Implementing resilient applications on top of redundant layer-3-only fabrics (without resorting to tricks like loopback interfaces on servers) is a hard problem that has been successfully solved only in niche domains like SS7 signaling or iSCSI fabrics.
Most application developers are unaware of the complexities involved in designing resilient applications1, resulting in applications that expect to connect to a single IP address per service2, pushing the problems down to the network layer where they are usually solved in one of these ways:
- Single IP subnet stretched across multiple top-of-rack switches to support server IP addresses floating across multiple redundant uplinks;
- Multi-chassis link aggregation (MLAG), connecting a server to multiple top-of-rack switches while pretending to bundle the redundant server uplinks into a single Ethernet link;
- Running routing protocols on servers and advertising loopback IP address as the service endpoint;
- Using load balancers in front of servers to make application service available on a single virtual IP address.

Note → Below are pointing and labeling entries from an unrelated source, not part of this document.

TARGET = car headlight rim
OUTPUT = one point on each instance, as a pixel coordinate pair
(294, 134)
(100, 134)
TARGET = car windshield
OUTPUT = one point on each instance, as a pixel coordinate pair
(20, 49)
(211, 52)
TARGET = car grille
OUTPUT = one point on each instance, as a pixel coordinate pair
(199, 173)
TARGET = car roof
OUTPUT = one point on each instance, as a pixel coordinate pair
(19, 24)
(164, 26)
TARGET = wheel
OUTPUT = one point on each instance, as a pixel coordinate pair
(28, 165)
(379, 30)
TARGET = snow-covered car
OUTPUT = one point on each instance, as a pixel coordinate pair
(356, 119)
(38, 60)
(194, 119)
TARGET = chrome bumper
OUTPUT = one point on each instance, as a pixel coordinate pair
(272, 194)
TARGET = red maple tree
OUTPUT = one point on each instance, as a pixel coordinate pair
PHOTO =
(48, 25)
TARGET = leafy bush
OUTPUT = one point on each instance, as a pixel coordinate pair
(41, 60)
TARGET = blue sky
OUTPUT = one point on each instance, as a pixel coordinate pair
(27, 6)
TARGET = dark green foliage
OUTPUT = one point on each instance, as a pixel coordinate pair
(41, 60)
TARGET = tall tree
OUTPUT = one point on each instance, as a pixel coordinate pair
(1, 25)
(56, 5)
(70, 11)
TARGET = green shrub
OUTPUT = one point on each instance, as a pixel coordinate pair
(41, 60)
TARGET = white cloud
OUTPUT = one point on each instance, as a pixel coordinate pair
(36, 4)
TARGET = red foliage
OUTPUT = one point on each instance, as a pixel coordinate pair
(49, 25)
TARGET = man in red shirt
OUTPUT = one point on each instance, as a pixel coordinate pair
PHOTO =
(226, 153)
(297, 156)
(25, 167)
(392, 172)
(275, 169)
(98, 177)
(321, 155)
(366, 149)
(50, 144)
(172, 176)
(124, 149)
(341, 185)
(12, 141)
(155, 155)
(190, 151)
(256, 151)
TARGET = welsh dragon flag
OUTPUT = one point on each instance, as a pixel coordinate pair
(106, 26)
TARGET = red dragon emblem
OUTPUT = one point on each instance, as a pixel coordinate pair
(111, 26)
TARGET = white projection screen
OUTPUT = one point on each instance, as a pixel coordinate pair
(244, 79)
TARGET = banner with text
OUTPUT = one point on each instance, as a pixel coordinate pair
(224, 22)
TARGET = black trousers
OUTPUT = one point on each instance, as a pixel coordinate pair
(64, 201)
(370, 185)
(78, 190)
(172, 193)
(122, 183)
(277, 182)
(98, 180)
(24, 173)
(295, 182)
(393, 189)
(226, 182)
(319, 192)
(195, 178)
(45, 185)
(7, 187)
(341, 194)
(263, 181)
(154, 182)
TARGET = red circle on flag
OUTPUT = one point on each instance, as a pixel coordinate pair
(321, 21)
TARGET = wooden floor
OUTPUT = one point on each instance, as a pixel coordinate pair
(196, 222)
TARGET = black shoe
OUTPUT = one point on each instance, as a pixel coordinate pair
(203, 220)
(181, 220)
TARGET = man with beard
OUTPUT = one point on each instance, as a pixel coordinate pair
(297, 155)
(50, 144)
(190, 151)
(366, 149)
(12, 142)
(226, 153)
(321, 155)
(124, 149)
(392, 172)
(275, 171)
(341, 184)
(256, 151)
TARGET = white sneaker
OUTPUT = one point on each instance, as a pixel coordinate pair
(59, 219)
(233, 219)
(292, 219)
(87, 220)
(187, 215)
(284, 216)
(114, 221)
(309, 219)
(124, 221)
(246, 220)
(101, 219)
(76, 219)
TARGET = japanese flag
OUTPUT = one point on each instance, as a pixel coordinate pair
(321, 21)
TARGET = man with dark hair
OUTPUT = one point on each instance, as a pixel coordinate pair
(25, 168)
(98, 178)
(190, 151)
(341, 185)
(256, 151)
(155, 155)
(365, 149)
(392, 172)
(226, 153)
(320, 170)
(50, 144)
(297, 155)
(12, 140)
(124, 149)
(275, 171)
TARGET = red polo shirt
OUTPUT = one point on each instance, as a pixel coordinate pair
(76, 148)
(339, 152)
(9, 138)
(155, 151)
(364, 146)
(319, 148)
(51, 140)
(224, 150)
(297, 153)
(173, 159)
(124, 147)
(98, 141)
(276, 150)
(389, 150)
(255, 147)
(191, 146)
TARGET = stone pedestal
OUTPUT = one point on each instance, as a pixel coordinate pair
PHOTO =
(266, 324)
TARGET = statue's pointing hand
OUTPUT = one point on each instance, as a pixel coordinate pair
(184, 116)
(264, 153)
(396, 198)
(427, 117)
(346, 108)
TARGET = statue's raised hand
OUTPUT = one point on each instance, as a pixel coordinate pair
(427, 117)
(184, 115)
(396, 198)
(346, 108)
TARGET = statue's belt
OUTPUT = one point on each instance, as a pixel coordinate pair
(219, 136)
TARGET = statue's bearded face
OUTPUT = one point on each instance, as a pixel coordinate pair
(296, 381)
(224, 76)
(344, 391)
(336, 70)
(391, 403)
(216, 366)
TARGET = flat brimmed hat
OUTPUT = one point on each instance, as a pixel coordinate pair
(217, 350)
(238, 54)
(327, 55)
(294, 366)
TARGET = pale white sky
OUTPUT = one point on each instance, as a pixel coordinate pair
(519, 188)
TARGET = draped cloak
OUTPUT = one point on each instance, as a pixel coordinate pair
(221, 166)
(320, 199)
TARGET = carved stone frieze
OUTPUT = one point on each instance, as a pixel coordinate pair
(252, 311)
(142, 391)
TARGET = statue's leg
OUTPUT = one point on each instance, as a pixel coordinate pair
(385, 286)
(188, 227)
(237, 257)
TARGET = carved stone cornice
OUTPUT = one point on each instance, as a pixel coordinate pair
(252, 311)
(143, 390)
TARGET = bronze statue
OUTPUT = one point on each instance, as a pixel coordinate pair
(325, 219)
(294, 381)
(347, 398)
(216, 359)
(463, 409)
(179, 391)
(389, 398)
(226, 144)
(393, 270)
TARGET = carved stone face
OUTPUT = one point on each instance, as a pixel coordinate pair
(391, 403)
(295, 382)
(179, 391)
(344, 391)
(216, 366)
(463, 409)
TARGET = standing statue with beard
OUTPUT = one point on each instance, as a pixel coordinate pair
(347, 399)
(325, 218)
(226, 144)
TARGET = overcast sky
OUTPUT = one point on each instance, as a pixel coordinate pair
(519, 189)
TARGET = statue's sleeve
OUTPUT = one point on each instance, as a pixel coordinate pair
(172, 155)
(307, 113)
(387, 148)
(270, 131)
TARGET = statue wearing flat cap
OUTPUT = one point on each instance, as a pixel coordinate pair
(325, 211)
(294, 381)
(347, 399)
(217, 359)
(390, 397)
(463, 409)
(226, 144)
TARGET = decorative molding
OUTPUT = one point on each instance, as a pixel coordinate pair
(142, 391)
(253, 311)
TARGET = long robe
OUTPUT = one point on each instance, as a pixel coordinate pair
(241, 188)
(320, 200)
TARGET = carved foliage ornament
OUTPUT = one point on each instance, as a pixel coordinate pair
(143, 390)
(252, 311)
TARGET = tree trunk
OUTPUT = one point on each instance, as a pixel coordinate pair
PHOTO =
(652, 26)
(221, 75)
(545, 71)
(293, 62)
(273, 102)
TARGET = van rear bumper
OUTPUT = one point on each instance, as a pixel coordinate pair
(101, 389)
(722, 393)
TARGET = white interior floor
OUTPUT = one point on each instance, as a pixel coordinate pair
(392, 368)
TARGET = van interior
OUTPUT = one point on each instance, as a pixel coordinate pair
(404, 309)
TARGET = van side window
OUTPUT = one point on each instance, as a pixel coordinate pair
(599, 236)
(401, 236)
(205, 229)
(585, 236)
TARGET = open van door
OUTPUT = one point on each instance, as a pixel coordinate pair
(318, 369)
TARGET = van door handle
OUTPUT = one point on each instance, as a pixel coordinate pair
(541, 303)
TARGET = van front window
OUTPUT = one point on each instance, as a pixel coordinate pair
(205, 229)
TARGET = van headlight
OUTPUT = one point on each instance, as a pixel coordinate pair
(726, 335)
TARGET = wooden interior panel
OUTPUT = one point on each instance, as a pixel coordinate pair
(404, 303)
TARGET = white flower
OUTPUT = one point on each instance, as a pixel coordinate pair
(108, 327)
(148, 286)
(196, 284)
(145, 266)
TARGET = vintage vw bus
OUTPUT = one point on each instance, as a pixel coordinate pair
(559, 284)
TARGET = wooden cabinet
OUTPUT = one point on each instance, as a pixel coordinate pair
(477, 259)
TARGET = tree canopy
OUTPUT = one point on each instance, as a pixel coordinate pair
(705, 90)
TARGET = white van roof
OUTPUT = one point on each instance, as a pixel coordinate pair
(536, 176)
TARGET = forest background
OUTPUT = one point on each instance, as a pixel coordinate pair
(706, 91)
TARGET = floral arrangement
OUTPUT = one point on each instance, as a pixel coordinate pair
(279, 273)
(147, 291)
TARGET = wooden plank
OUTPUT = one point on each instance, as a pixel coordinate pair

While it's easy to blame application developers for the sad state of resilient application architectures, we should keep in mind that:
- TCP/IP protocol stack design is broken as it lacks a session layer3;
- Socket API is broken4 as it requires the application to specify the transport protocol (example: TCP). SCTP adoption would be much higher if it wouldn't require application rewrites;
- Solutions like happy eyeballs5 are kludges that solve "what IP address should I connect to" challenge, but not "how do I recover from failures" one;
- Virtualization vendors like VMware never really understood networking challenges as amply demonstrated by their recommended designs that heavily rely on stretched VLANs or MLAG6;
- There is no off-the-shelf library (apart from some Happy Eyeballs implementations7) that application developers could use to develop resilient applications.